I do have some concerns. There are a number of trees that are on the docket to be uprooted. Do you have any idea, Will, what number, ballpark, would be uprooted and what number are on the docket to be replaced?

[00:07:30] Will Dowdy: I don’t have that information. Certainly whatever the case is going forward, we would work really closely with Urban Forestry to make sure that we were doing this in the way that had both the most immediate benefit and especially a long-term vision for urban forest.

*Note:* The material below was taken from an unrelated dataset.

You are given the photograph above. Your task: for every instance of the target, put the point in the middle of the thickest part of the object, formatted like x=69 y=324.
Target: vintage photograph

[00:07:47] Councilor Jennifer Yeh: You’ve acknowledged that a very important part of this process is the memorial that sits on the property. And yet it appears to me reading this, that there was no representative on the advisory committee that was involved in planning and creation of that memorial. I think that’s a little bit of a misstep. And in projects, in the future where there’s an important cultural or memorial element to it, I feel like it would be great for us to do some effort, to make sure someone is on that group. Asking someone afterwards is great and the letter is very helpful. But it’s not quite the same as being part of the process.

[00:08:26] Councilor Mike Clark: I want to take a cue from Jennifer here. I get to sound like the official old guy when I say I attended the ceremony that dedicated that memorial, and my recollection is that Federal Judge Ann Aiken and her family played a leadership role in that process. I think it would be a very important piece of this as the work finishes to reintroduce the memorial there in some way, for those who have been involved with that project all along. I’d like to see them involved, even moreso if we’re going to end up doing this work.

[00:08:56] John Q: The next step for the project will be a public hearing.